Footbridge fracas shows you can’t please everyone

In a way that seems characteristic of contemporary, affluent Whitehorse, both sides of the debate over whether to allow motorized vehicles on Rotary Centennial Bridge have succeeded in coming across as unreasonable and self-entitled.

In a way that seems characteristic of contemporary, affluent Whitehorse, both sides of the debate over whether to allow motorized vehicles on Rotary Centennial Bridge have succeeded in coming across as unreasonable and self-entitled.

The snowmobilers and quad riders who want access to the bridge speak of how it’s unfair that they don’t have ridable access to the trails west of the Yukon River. But the Riverdale residents doing this complaining have never had such access, so it remains puzzling why this is considered a matter of fairness. It’s sort of like saying that it’s unfair that Copper Ridge residents don’t have a free shuttle bus to Mount Sima, or Porter Creek residents don’t have a dedicated roller derby rink. These things would all be nice, but nobody is entitled to them. Similarly, and contrary to what some may believe, Canada offers no constitutional right to ride snowmobiles and ATVs wherever you please.
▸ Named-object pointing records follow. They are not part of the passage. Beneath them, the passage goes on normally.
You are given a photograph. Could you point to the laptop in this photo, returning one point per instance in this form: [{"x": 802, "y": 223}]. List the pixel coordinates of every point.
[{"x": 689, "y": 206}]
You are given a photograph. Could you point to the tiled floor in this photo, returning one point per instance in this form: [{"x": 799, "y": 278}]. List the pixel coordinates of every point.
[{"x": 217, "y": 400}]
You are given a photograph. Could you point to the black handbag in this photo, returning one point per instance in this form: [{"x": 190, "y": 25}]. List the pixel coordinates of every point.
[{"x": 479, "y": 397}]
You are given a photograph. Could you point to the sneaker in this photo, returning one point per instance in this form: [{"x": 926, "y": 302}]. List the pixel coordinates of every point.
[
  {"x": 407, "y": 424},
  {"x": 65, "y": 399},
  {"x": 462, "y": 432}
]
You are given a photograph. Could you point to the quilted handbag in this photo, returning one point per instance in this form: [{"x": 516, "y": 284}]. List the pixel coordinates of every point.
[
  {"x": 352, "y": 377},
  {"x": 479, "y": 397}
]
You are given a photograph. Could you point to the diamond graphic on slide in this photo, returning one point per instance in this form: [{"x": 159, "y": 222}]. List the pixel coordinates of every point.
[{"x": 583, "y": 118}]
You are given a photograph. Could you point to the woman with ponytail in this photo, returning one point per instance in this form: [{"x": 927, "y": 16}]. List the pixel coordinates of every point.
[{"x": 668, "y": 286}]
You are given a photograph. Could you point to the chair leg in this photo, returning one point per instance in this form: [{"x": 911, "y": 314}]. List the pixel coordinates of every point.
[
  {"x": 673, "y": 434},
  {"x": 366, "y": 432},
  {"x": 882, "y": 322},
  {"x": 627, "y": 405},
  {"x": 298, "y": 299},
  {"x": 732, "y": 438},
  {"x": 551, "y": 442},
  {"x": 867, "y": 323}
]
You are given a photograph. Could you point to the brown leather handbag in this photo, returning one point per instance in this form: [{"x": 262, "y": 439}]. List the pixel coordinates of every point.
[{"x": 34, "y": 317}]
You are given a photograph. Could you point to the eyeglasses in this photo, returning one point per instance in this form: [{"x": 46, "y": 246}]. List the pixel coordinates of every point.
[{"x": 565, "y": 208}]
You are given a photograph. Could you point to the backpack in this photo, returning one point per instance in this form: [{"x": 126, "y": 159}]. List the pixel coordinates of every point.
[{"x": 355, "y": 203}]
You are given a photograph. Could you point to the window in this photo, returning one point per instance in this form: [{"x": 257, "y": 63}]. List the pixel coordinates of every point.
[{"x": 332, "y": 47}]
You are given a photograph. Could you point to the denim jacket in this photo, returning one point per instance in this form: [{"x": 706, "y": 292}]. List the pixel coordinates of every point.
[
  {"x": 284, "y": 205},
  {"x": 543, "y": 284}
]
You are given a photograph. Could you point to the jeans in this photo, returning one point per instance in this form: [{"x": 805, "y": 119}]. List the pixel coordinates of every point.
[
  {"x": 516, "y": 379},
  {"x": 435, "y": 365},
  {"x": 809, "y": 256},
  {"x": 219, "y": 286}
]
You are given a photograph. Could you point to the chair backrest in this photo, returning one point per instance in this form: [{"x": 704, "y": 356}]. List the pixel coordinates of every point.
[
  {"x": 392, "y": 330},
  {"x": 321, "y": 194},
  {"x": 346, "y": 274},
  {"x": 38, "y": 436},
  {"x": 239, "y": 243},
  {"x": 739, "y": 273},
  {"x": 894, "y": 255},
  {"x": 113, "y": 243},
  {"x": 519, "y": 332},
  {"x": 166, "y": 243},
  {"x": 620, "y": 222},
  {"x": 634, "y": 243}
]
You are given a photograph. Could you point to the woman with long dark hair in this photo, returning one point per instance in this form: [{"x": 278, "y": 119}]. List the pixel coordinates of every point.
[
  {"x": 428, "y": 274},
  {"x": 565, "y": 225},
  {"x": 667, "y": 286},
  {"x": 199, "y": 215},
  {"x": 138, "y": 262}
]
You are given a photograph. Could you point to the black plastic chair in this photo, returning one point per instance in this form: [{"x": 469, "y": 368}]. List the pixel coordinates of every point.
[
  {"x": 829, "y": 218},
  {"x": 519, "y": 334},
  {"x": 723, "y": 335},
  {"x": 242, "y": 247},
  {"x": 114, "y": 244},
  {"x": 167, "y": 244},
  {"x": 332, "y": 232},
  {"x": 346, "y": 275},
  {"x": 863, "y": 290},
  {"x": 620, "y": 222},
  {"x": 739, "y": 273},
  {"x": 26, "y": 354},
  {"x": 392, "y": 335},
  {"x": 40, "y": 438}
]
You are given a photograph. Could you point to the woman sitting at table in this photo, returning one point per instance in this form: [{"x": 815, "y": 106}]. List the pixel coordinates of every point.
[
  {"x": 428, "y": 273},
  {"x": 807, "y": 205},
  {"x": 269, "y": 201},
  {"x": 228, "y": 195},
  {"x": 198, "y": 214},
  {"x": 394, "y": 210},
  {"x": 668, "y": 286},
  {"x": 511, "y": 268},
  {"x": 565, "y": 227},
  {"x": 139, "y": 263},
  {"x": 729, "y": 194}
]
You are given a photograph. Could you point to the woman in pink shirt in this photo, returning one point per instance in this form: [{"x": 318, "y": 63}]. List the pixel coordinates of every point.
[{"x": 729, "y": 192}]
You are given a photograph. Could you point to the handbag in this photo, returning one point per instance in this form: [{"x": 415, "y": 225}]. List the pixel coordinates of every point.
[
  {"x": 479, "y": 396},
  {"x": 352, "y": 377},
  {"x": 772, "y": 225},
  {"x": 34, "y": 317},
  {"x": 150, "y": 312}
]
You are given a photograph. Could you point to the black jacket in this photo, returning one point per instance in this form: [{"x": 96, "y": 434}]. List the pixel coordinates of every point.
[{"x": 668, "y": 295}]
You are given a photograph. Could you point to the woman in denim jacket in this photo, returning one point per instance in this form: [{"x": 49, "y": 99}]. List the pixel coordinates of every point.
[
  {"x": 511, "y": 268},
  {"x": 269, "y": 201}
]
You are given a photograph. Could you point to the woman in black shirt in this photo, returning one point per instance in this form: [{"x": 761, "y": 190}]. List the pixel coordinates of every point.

On the other side of the debate, some of the shriller opponents of offroad riders within the city seem to believe that they possess a God-given right to not be subjected to the whine of snowmobiles from within earshot of their greenbelt properties. Such an attitude ignores the fact that, well, this is Whitehorse, and the popularity of offroad vehicles is part of the character of the place.

Naysayers say that allowing motorized vehicles on the bridge will spoil the tranquility along one of the city’s most popular pedestrian trails. It’s probably true that the presence of these vehicles would make things a bit less pleasant for other users, but let’s keep some perspective. Motorized vehicles would only ride along a small section of the trail, so these encounters would be brief.

And let’s remember that the Millenium Trail is in urban Whitehorse, not the Peel watershed. A good chunk of the footpath runs alongside busy roads, so pedestrians along the path are already exposed to the din of motorized vehicles and whiffs of exhaust.

The bridge itself offers a great view of the Yukon River. But much of the view up-river is of the Whitehorse hydro-electric dam and its accompanying infrastructure, so let’s not pretend the area is unsullied wilderness, and that the encroachment of motorized vehicles would utterly transform the experience.

The other big objection has to do with safety. Anyone who has witnessed a young snowmobiler recklessly speeding around a neighbourhood should be able to appreciate this concern isn’t totally baseless.

Yet riders rightfully point out that, outside the big city here, many rural residents get along just fine sharing trails between snowmobiles and skiers. Reasonable riders should be able to safely navigate the bridge and a short bit of the Millennium Trail before cutting off into the bush. Is it fair to assume some snowmobilers using the trail will be irresponsible?

Perhaps. There are principled grounds for city council to simply forbid offroad riders from using the bridge. Millenium Trail’s stated purpose is to encourage active living. It is one of the city’s best-used pedestrian trails, particularly popular with elderly residents and families pushing baby strollers. Both the bridge and trail are narrow spaces with tight corners that never appear to have been designed with the intention of allowing motorized vehicles on them.

It would be a shame if some of these residents were deterred from using the trail for fear of being schmucked. And it would only take one elderly walker to be bowled over by a snowmobiler for everyone, in hindsight, to consider allowing vehicles on the bridge as being a dumb idea.

Alternately, city council could proceed cautiously and allow motorized vehicles to use the bridge for a trial period. Access could be restricted to certain time of the week, and clear rules could be posted to ensure vehicles stuck to one side and travelled at a slow speed. Bylaw officers could monitor the bridge area to enforce these rules during this period.

If there is havoc, they could quickly pull the plug on the experiment. Who knows? Maybe everyone will get along, and in a few years we’ll all wonder what the big huff was about.

City council is bound to upset some residents no matter what they do. They’ll either be cast as officious, safety-crazed urbanites determined to spoil the fun of Riverdale residents with offroad vehicles, or as weak-kneed push-overs willing to sacrifice one of the most popular walking trails to the operators of stinky, noisy, potentially dangerous motor vehicles. No wonder councillors have punted the controversy to a committee for many months.

Yet eventually they will need to weigh in, with the matter scheduled to come up next month. When they do, hopefully residents remember that this is often what politics is all about: making difficult decisions that inevitably involve painful trade-offs. This law is sometimes suspended in the Yukon, thanks to generous in-flows of federal cash. But you’ll never reach consensus on some divisive issues like this one, and it’s silly to pretend otherwise.